La población infantil y juvenil es nuestra principal preocupación, nuestra prioridad. Eje y sentido de nuestro oficio como educadores. Por eso debe resultarnos angustiante lo que este mundo globalizado les impone.
Uno de los rasgos más elocuentes del escenario que vive la generación joven de hoy es su enorme adicción al consumo en todo sentido. Aquellos que no pueden, porque sus condiciones económicas se lo impiden, mantienen en su horizonte de vida esas cosas o productos que ven en los que pueden.
Consumidores de cosas, pero también de esa Cultura (con mayúscula) que nos impone una globalización neoliberal que nos hace adorar al dios del Mercado. Los avengers terminan siendo más importantes y de mayor conocimiento que cualquier personaje, pasado o actual, con incidencia en la lucha por la transformación de la realidad. La cultura es ese instrumento fundamental para que nuestro mundo se convierta en una masa homogenizada de pensamientos, visiones y modos de ser que son más útiles para los ejes de poder.
En todo esto la escuela tiene un papel crucial. Es allí donde se reproduce ese mundo impuesto, ese imaginario que adormece y enajena. Representa la herramienta fundamental para la construcción cultural. Por ello tiene mucha responsabilidad en el escenario actual en el cual la cultura juega un papel reproductor de los intereses económicos en el planeta, empezando por la imposición de una pretendida Cultura que destruye las culturas originarias.

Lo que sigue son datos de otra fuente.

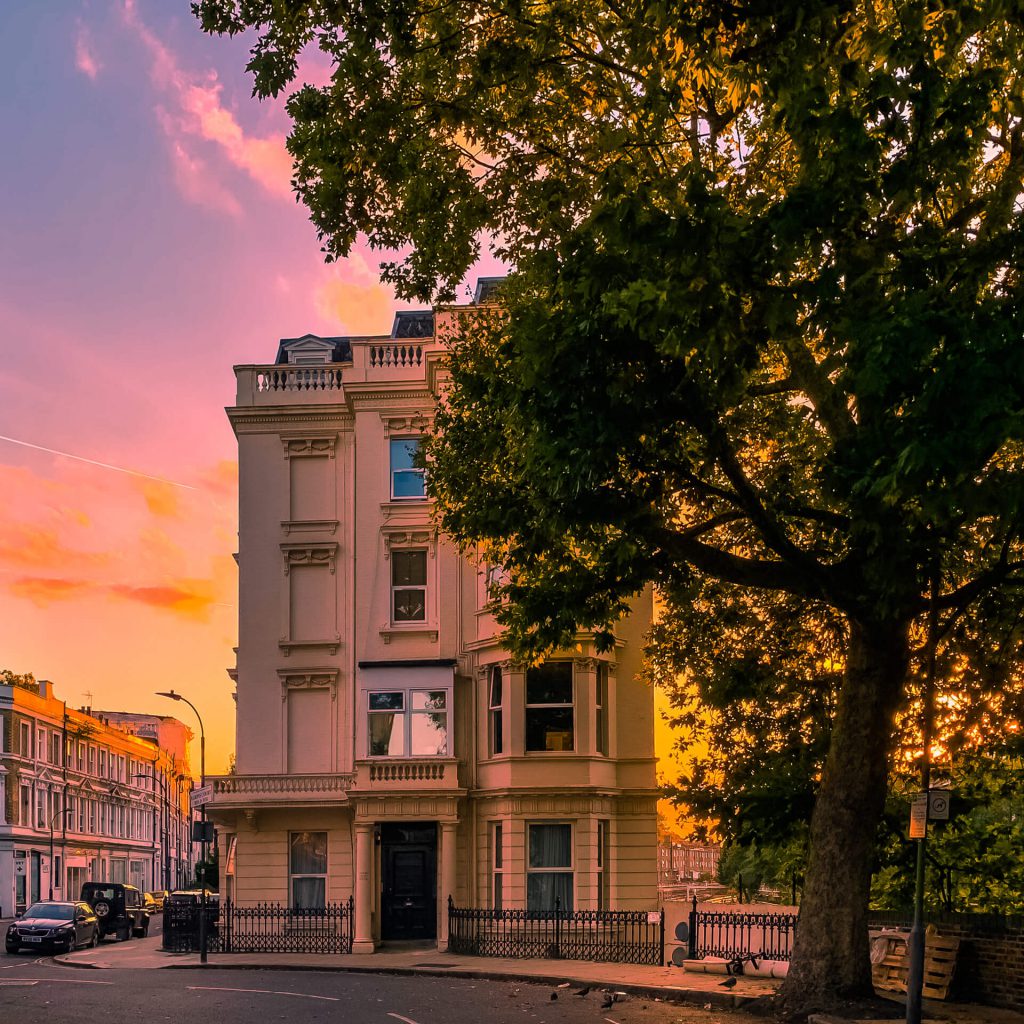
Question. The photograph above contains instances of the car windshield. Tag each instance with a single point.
(50, 911)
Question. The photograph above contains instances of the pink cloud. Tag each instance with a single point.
(197, 110)
(199, 184)
(85, 59)
(187, 598)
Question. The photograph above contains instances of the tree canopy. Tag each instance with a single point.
(763, 331)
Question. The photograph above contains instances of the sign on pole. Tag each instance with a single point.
(938, 805)
(201, 795)
(919, 816)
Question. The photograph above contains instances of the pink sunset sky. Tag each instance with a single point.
(151, 241)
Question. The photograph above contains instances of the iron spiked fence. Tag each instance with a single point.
(607, 936)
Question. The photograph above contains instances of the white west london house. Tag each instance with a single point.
(387, 748)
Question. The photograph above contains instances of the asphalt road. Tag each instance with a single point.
(35, 990)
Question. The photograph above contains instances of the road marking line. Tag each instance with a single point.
(258, 991)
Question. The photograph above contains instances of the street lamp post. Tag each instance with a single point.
(203, 845)
(161, 813)
(53, 817)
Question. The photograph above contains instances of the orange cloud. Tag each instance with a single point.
(85, 59)
(199, 112)
(188, 598)
(358, 302)
(43, 590)
(25, 545)
(161, 499)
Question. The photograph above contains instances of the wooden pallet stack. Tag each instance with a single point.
(890, 961)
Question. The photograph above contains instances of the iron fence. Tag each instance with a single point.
(262, 928)
(736, 936)
(609, 936)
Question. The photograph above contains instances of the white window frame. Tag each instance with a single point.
(496, 711)
(403, 471)
(407, 715)
(292, 876)
(601, 688)
(603, 868)
(559, 869)
(527, 707)
(396, 588)
(498, 869)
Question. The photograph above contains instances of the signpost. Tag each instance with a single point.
(919, 816)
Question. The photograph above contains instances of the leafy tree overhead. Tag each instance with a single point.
(764, 329)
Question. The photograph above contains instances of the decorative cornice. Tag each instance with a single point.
(308, 679)
(309, 553)
(309, 525)
(307, 443)
(398, 537)
(414, 423)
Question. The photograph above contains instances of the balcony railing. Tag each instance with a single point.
(374, 360)
(248, 791)
(408, 773)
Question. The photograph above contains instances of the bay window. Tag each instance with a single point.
(549, 707)
(413, 722)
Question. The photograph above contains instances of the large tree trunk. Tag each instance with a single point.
(830, 957)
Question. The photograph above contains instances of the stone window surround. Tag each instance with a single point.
(315, 553)
(584, 671)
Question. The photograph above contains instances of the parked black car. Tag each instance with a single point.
(53, 927)
(119, 907)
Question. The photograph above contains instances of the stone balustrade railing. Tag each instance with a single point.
(257, 788)
(408, 773)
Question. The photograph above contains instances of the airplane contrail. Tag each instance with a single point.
(101, 465)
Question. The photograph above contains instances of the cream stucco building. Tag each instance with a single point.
(387, 748)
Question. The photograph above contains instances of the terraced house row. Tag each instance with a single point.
(388, 748)
(88, 795)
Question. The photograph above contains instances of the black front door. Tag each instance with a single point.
(409, 899)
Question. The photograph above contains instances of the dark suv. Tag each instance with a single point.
(119, 907)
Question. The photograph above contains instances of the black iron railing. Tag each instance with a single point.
(611, 936)
(262, 928)
(731, 936)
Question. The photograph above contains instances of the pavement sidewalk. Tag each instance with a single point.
(670, 984)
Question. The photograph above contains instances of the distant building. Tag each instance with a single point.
(124, 798)
(388, 748)
(680, 862)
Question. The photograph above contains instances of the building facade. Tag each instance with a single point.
(388, 749)
(83, 798)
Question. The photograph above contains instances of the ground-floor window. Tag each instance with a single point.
(307, 869)
(497, 866)
(603, 872)
(549, 870)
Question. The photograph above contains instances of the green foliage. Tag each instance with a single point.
(974, 859)
(763, 336)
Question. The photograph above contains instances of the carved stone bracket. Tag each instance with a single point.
(414, 423)
(309, 554)
(409, 538)
(296, 445)
(308, 679)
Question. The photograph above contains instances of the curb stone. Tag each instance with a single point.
(722, 1000)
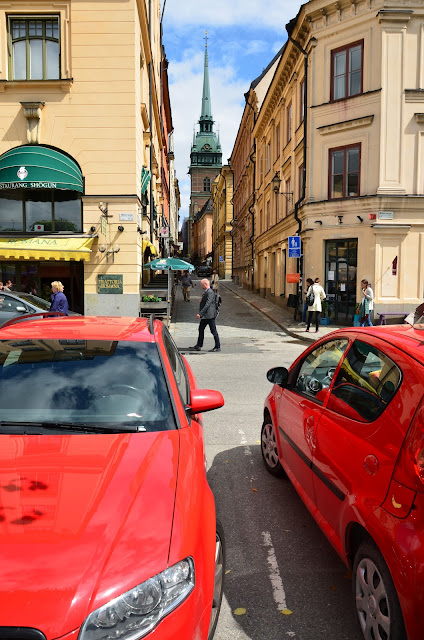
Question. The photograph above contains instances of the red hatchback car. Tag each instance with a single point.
(346, 424)
(107, 521)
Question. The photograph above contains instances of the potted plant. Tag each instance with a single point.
(325, 319)
(357, 316)
(150, 301)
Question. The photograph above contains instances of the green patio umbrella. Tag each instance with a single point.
(166, 264)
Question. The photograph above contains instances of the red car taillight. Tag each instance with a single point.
(409, 469)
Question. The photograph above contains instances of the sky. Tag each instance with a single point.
(243, 37)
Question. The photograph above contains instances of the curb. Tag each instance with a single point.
(269, 315)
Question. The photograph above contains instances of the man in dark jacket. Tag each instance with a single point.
(59, 301)
(207, 315)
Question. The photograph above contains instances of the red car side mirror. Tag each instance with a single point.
(202, 400)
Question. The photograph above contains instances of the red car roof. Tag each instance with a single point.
(403, 336)
(83, 328)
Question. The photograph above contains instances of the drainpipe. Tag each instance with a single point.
(289, 28)
(251, 208)
(151, 123)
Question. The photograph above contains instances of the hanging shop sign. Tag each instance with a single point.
(293, 277)
(108, 283)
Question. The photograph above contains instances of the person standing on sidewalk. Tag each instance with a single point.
(207, 316)
(186, 284)
(309, 283)
(314, 297)
(215, 281)
(367, 304)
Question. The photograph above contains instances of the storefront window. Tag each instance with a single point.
(11, 212)
(38, 211)
(67, 211)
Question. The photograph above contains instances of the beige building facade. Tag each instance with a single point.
(222, 241)
(362, 215)
(80, 84)
(243, 164)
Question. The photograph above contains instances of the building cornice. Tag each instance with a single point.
(346, 125)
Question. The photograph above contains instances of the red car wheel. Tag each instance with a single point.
(269, 449)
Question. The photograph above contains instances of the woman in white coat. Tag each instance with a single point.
(318, 294)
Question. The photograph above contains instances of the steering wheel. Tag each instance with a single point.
(312, 384)
(330, 373)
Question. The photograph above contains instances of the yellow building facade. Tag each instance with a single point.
(80, 88)
(222, 241)
(362, 214)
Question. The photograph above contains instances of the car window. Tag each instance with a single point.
(317, 369)
(95, 382)
(177, 366)
(9, 304)
(365, 384)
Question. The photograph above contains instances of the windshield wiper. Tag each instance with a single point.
(86, 427)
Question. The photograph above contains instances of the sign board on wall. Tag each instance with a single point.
(108, 283)
(294, 246)
(293, 277)
(385, 215)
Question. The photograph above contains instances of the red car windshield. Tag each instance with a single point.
(102, 384)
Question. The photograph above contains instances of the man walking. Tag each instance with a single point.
(186, 284)
(207, 315)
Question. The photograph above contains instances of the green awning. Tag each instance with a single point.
(37, 167)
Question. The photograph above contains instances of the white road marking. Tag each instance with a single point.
(274, 573)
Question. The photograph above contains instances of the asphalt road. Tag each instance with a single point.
(277, 558)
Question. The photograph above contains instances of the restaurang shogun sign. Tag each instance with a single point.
(107, 283)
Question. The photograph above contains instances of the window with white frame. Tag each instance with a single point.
(34, 47)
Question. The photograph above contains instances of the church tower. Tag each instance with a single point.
(205, 158)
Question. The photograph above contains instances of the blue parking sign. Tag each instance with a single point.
(294, 246)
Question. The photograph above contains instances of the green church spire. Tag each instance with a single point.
(206, 148)
(206, 115)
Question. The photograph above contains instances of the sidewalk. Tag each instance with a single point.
(282, 316)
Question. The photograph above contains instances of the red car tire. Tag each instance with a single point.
(375, 596)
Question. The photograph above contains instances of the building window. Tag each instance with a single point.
(277, 141)
(347, 71)
(34, 48)
(300, 180)
(289, 122)
(288, 196)
(302, 101)
(344, 172)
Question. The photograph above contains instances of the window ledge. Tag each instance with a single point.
(64, 84)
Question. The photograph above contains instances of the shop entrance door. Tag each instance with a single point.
(340, 279)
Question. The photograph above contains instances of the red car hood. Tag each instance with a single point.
(83, 518)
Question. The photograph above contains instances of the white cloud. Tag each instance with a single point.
(231, 12)
(186, 82)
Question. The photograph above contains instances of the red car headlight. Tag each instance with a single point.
(138, 611)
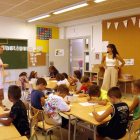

Afirma Hervé Juvin: “La crisis en la que nos ha introducido el sistema de mercado es una crisis de cultura, dado que es una crisis de la relación con lo real, del juicio y la inteligibilidad del mundo. (…) El problema no es tanto la uniformación de todas las culturas en el seno de la cultura-mundo como la ignorancia convertida en cultura. Es conveniente y útil no comprender; comprender es empezar a desobedecer” (El Occidente globalizado, 106, 144).
Los jóvenes de hoy son los principales consumidores de esa Cultura que tiende a deformar la realidad, que tiende a afectar nuestras capacidades de comprensión del mundo. No es solo el móvil que se compra y desecha, sino el conjunto de hábitos y actitudes que se interiorizan sobre las cosas. Sobre el consumo en sí mismo.
El gran desafío es que la educación se convierta en el puente de un consumismo ciego y salvaje a un compromiso político por la realidad cercana y mundial. Es decir, que la educación asuma el riesgo de ser el camino para que la juventud encare su tarea política por la transformación del mundo. Pasar de consumidores a sujetos políticos, ¡semejante desafío!
No es fácil porque todo empieza con que las y los jóvenes constaten, en carne propia, las realidades que excluyen y generan sufrimiento. Que la indignación sustituya a su fascinación mediática o visual. Que dejen de admirar a los héroes futbolísticos o de Holywood y vuelquen su interés por las mujeres y hombres anónimos que luchan contra todo -incluida la misma oferta cultural-, y que están en sus realidades denunciando, levantando la voz, organizándose, buscando cambiar estructuras y sistemas. Las auténticas heroínas y héroes de este mundo tan inundado de falsos superhéroes.
Para que la educación contribuya al paso de consumidores a sujetos políticos, es necesario que el adulto que educa escuche, busque, se interese, sea curioso por la realidad estructural, que propicie diálogos permanentes, que sea creativo para la construcción de herramientas y estrategias de comprensión profunda de la realidad. Que esas iniciativas personales de educadores comprometidos con la transformación alcancen el nivel de iniciativas institucionales, de abajo arriba, desde adentro. (Aunque, por supuesto, la bidireccionalidad en esto es necesaria).
Se precisa, en otras palabras, que quienes ejercemos el oficio de educar, nos eduquemos hacia la comprensión del mundo y seamos testimonio de verdaderos sujetos políticos. Que a los miles de sustantivos con los que enseñamos, le incorporemos muchos verbos.